When Mary disembarked at the foot of the stairs leading to the fortress’s drawbridge, she was met by Sir William Douglas, the Laird of Lochleven, who took her to a sparsely furnished room on the ground floor. Later she was moved to a more secure place, the round turret at the southeast corner of the castle.
This was not a household in which Mary was likely to thrive. Sir William Douglas was one of Morton’s clan. If that were not enough, his widowed mother, who still lived in the castle, had been born Lady Margaret Erskine. She was one of James V’s former mistresses, none other than the mother of Mary’s half-brother Moray. The laird, himself Moray’s half-brother as well as Morton’s dependent, had two legitimate brothers and seven sisters, one of them married to Lindsay, Bothwell’s challenger whom Mary had threatened on the road back from Carberry Hill. Lady Erskine had more than once claimed to have been officially if clandestinely married to James V. She had said that her son, Moray, was not only legitimate but rightfully King of Scots in place of Mary.
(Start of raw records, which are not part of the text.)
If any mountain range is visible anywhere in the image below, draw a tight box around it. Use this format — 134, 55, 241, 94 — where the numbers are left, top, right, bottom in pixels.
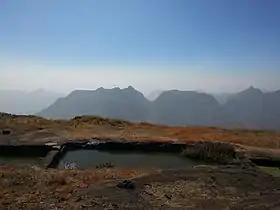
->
0, 89, 63, 114
37, 86, 280, 130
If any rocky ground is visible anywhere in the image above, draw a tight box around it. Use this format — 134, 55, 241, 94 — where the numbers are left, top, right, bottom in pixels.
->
0, 113, 280, 149
0, 165, 280, 210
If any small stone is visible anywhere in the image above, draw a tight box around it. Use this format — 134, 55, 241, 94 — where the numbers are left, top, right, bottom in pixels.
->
117, 180, 136, 190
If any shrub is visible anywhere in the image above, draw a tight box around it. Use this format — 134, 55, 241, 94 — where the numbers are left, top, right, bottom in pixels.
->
182, 142, 236, 162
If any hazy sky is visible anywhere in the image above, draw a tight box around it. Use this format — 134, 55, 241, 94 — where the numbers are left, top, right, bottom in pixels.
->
0, 0, 280, 92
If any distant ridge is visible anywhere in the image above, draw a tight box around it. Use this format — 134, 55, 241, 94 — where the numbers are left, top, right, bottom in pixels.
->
38, 86, 280, 130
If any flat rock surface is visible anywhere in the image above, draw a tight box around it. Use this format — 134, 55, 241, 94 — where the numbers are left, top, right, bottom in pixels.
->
0, 166, 280, 210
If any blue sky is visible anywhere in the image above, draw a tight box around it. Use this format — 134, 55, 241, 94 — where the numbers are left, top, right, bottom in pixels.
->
0, 0, 280, 91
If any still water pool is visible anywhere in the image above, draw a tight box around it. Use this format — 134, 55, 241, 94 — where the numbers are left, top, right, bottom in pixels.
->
58, 150, 198, 169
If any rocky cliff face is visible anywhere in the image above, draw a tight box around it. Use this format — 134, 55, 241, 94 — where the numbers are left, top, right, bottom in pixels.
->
38, 87, 280, 130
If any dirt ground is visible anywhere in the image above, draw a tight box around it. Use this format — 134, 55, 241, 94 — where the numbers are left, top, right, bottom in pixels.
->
0, 165, 280, 210
0, 114, 280, 149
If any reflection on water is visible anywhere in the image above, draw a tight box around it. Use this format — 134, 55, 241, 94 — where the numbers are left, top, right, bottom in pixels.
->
58, 150, 197, 169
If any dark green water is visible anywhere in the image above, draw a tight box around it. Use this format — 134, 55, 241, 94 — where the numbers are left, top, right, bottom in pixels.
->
58, 150, 198, 169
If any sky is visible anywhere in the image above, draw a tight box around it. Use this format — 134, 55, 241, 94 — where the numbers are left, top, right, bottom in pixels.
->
0, 0, 280, 92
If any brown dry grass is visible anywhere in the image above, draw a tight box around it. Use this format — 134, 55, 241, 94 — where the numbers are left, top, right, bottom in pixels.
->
0, 114, 280, 148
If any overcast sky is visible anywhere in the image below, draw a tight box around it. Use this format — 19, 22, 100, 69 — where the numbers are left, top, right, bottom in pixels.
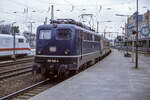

The inference was inescapable. Moray intended to return to Scotland from his self-imposed exile in France to rule in one capacity or another. The Confederate Lords had justified their revolt as a moral crusade to avenge Darnley’s murder and secure Mary’s release from the “captivity” and “thralldom” of Bothwell. This was pure humbug. What they did after her surrender at Carberry Hill was to imprison her themselves. By way of an excuse, they tried to implicate her in Darnley’s murder. The stakes soared when they asserted in their warrant for her arrest that she had “appeared to fortify and maintain” Bothwell in his crimes. She was, they claimed, a woman of “inordinate passion.”
For Mary, it was the beginning of the end of her tumultuous reign in Scotland. She had been queen for all but the first six days of her life, and a reigning queen for six years. She was now a prisoner, guarded night and day by her enemies. Apart from a few short but intoxicating weeks in the following year, the rest of her life would be spent in captivity.